Sampath Kumar Thota’s show has a reasonably engaging premise but never capitalises on it due to poor, stereotypical writing

3Cs review: An amateurish, half-baked crime comedy
3Cs review
  • Srivathsan Nadadhur

Last Updated: 04.45 AM, Jan 06, 2023



Chandrika, Catherine and Chaitra are three inseparable friends leading contrasting lives in Hyderabad. While Chaitra is always concerned about not disappointing her parents, Chandrika is a pampered girl, who lives life queen-size, in the absence of her parents. Catherine, an event manager, is yet to heal from the wounds of her dysfunctional upbringing. Days before Chaitra’s marriage, the trio meets at a bar but mysteriously lands in Andaman the next morning.

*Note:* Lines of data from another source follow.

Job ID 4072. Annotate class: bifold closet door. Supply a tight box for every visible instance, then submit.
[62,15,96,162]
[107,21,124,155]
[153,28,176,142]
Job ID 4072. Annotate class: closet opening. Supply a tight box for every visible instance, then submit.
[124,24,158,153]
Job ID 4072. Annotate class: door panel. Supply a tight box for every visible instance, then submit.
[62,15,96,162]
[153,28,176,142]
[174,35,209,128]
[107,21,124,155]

What’s in store for the girl gang?


3Cs has all the ingredients of a decent madcap comedy. Three 20s-something women, one wild night, a no man’s island, sucked into a world of gangsters, sex-trade, multi-crore deals and no ray of hope. The premise is apt for a web show; there’s immense scope to establish a wide range of oddball, eccentric characters with good potential for dark humour too. However, beyond its basic plot, 3Cs has nothing going for it, be it the performances, conviction in the writing or the execution.

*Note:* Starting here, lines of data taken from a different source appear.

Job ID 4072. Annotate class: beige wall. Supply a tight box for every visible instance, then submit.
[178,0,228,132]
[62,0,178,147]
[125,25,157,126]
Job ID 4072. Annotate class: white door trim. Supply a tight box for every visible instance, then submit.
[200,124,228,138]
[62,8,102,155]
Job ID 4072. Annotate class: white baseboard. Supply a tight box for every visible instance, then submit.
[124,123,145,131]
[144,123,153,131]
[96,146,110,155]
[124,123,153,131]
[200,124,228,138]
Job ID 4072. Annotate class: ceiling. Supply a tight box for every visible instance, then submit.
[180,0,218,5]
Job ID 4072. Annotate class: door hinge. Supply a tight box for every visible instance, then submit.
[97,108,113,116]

A show like 3Cs is bound to work only when the characters pique your curiosity. The three leads come with over-simplistic, one-note characterisation; they’re mere extensions of labels like pampered, practical and submissive. There’s no mystery to them though the scenarios they’re placed amidst, warrant your attention. The events and the backdrops are smartly ideated - an Andaman cruise, a prostitution racket, a stolen car, a diamond hidden in a rudraksh and it had all the ammunition to go berserk.

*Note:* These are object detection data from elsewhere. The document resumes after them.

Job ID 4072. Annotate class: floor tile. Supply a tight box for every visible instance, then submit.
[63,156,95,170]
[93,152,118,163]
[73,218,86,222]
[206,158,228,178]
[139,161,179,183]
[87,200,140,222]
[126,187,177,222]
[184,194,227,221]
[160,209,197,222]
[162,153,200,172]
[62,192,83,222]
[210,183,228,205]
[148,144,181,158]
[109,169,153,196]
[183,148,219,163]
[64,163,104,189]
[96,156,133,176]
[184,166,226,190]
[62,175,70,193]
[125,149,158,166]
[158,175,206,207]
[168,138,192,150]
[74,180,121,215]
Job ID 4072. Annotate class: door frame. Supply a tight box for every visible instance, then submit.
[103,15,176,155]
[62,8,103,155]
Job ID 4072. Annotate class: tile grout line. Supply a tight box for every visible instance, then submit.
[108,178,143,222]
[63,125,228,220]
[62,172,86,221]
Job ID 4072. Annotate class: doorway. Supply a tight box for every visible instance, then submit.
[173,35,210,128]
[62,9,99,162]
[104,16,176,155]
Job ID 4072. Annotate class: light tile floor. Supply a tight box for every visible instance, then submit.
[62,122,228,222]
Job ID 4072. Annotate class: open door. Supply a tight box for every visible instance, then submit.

The issue with the show is partly the writing and mostly, the execution. The writer, director Sampath Kumar Thota struggles to give an original identity to his characters. Right from their internal conflicts to mannerisms to body language and even their language, the characters lack meat, are stereotypical and appear derived from a handful of popular gangster films. The staging too is utterly unimaginative and it’s hard to buy that the lead characters are in danger at any point.

3Cs doesn’t take its Andaman backdrop seriously, to begin with. Several characters conveniently speak Bengali, Telugu and the setup comprising cops, small-time goons and gangsters isn’t believable either. It’s baffling how the entire bunch flies from Andaman to Mumbai with relative ease. There are too many cinematic liberties involved and comedy is certainly not among the creator’s strengths. The oddity of the situations elicits humour though most of the one-liners, verbal banters are painfully amateurish.

Even with the crime angle, the world around corrupt cops, underworld gangs, chases, betrayals and shoot-outs appears so done to death that it’s a struggle to invest in the story. Once the backdrop shifts from Andaman to Mumbai, the overdose of characters contribute to the confusion and the conflicts are resolved too easily. Understandably, a show featuring relative newcomers may not have the luxury of a huge budget, but what’s disappointing here is the absence of an effort to create anything original.

Nitya Shetty’s Chandrika is a classic example of how not to write a female character. Yes, her antics weren’t meant to be taken seriously but it’s hard not to sulk when she has a conversation with a gangster about a rooster and a hen mating in the middle of a life-and-death situation. The actor’s over-the-top performance adds insult to injury. Spandana Palli and Gnaneswari Kandregula are passable though they can’t rise above their poorly-written characters.

Among the rest, Ram Nitin makes a mark within the limited scope of his part. Sanjay Rao has some distance to go with his expressions and dialogue delivery. Sundip Ved’s hammy, over-enthusiastic performance is a major letdown while the likes of Viren Thambidorai, Shantanu and Appaji barely have anything meaty. Abhiraj Nair’s flashy cinematography and aesthetic sense fit the mood of this madcap world and Sunil Kashyap’s background score passes muster.


For a crime comedy, 3Cs is largely funny while the crime backdrop is bereft of any nuance. The characters are poorly written and there’re hardly any standout performances. The show misses the thin line between being funny and bizarre. The scenarios are intriguing but writer-director Sampath Kumar Thota struggles to build on them.